Settling in London, he painted a good deal in watercolour, was one of the original members of the Associated Artists (1808), and held for a period the position of teacher of drawing in Sandhurst Military College; but being in 1818 appointed master of the Trustees' Academy, he removed to Edinburgh, where he exercised a considerable and beneficial influence upon his pupils, among whom were Robert Scott Lauder [q. v.], William Simson [q. v.], and David Octavius Hill [q. v.] While in London he contributed to the Royal Academy, and in Edinburgh he supported the Royal Institution, of which he was the manager as well as an artist associate member. But his predilection for Italy was too strong to be resisted, and in 1826, taking his wife and family with him, he again went south, and for the twenty years following lived in Rome, Florence, and Genoa. During this period he was much consulted on art matters, collected pictures for Lords Hopetoun and Pembroke, Sir Robert Peel, and others, and was instrumental in securing for the Royal Institution some of the most important works, which later helped to form the National Gallery of Scotland. He also painted much in both oil and watercolours, and his work, some of the finest of which never came to this country, was in great request by artistic visitors to Italy. His pictures are delicate in handling, refined in colour, pleasant in composition, and serene in effect. He is represented in the Scottish National Gallery by two Italian landscapes and a ‘View of Burntisland’ in oils, and by three watercolours in the watercolour collection at South Kensington. In 1847, leaving his family in Italy, he revisited Scotland, but, on the eve of returning, he died in Edinburgh on 27 Nov. 1848.
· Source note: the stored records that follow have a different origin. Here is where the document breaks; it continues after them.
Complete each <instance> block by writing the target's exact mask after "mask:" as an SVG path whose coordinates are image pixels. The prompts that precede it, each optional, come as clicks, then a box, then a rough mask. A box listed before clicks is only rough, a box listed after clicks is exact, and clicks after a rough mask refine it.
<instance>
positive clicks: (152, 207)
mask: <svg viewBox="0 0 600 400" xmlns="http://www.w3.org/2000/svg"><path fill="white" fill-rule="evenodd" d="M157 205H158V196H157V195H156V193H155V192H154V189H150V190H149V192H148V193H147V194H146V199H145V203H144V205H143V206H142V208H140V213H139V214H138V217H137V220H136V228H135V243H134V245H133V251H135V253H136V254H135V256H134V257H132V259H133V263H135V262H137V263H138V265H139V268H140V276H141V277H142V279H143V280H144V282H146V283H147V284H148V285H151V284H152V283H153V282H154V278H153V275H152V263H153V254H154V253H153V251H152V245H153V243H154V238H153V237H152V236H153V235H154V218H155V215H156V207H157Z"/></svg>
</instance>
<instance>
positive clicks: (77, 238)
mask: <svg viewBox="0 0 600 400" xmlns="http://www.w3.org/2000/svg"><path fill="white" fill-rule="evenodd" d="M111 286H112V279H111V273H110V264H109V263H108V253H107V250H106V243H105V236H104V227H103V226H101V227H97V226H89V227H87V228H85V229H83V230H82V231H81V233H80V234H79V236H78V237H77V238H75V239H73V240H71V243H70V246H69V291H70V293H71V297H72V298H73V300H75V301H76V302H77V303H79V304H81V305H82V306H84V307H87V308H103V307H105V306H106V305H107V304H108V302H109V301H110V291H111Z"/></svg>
In 1808 he married Rachel Ker, daughter of William Ker, descendant of the Inglis of Manner, and had a family of four sons and three daughters. The eldest son, Charles Heath Wilson, is separately noticed.
[Edinburgh Annual Register, 1816; Catalogue of the Exhibition of Works by Scottish Artists, Edinburgh, 1863; Redgrave's and Bryan's Dictionaries; Armstrong's Scottish Painters, 1888; Brydall's Art in Scotland, 1889; Catalogues of Royal Institution, Edinburgh, Royal Academy, Scottish National Gallery, South Kensington; information from C. A. Wilson, esq., Genoa.]